Oleh : Ayub Abdul Rahman
Bulan
Ramadhan tahun ini sudah berjalan selama 19 hari dan sekarang tibalah saatnya
untuk pulang kampung atau orang-orang Indonesia biasa menyebutnya mudik, yeeeey.
Maklumlah sudah 11 bulan aku meninggalkan kampung halaman demi menempuh
pendidikan di STIS Jakarta. Rasa kerinduan akan suasana kampung halaman sudah
lama terbesit didalam hati. Kalau saja aku menunggu sebulan lagi untuk pulang
kampung, genaplah setahun aku di tanah orang :(.
Perjalanan
ini adalah perjalanan yang sudah kunanti-nanti sejak lama. Mengapa? Karena
waktu yang akan ditempuh dalam perjalanan kali ini sangat lama yaitu 3 hari 3
malam. Kalau misalnya ada orang bertanya, Kok perjalanan yang lama gitu malah
di nanti-nanti?.
Sejujurnya aku adalah orang yang sangat menyukai perjalanan. Tak
masalah seberapa jauhnya perjalanan itu, kuat atau tidaknya aku dalam menempuh
perjalalanan itu ataupun kondisi transportasi yang menemani perjalananku. Semua
itu dibawa senang saja dan yang penting
selamat sampai tujuan, karena di perjalanan kita dapat melihat banyak hal yang
jarang ataupun yang belum pernah kita lihat sebelumnya.
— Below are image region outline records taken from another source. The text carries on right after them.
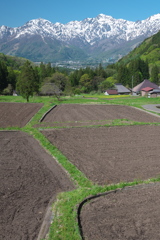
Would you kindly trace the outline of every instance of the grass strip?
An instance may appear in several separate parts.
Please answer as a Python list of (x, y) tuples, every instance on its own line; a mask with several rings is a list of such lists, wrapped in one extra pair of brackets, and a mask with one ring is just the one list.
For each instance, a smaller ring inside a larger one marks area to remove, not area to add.
[(57, 196), (57, 201), (53, 204), (54, 220), (51, 224), (47, 240), (80, 240), (80, 230), (78, 225), (78, 207), (87, 197), (99, 195), (108, 191), (135, 186), (138, 184), (148, 184), (160, 182), (160, 178), (152, 178), (146, 181), (135, 180), (129, 183), (119, 183), (109, 186), (93, 185), (91, 188), (78, 188), (71, 192), (61, 193)]

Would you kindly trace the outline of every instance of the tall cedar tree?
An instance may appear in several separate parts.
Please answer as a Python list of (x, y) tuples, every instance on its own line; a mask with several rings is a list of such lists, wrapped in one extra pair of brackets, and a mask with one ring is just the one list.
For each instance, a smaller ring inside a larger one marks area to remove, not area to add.
[(17, 81), (17, 91), (29, 102), (29, 97), (38, 91), (38, 87), (39, 79), (37, 73), (31, 66), (31, 63), (26, 61)]
[(4, 62), (0, 61), (0, 91), (8, 86), (8, 70)]

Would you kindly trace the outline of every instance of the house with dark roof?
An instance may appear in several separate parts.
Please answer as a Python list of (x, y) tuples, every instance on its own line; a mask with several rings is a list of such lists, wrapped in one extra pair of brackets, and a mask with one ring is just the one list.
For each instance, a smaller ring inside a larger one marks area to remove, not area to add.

Hakikat perjalanan menurutku adalah suatu kondisi yang
tepat untuk merefresh kembali pikiran kita dengan melihat keluar dan menikmati
apa yang diciptakan Tuhan yang ada di bumi kita. Maka dari itu, daripada
membeli tiket pesawat yang harganya lebih mahal meskipun dalam sekedip mata
langsung sampai ketujuan, aku lebih memilih menggunakan Bus untuk pulang ke
kampung halaman kali ini yang akan memakan waktu 3 hari 3 malam karena jarak
yang ditempuh beribu-ribu kilometer. Anda lihat sendiri di peta, kira-kirakan saja
berapa kilometer jarak dari Jakarta ke Nusa Tenggara Barat paling timurnya, tak
jauh dari pulau Komodo, pulau yang kini menarik minat banyak wisatawan untuk berkunjung, baik dari luar
negeri maupun domestik. Wajarlah kini pulau komodo ramai dikunjungi karena ia
sudah dinobatkan menjadi salah satu dari tujuh keajaiban dunia.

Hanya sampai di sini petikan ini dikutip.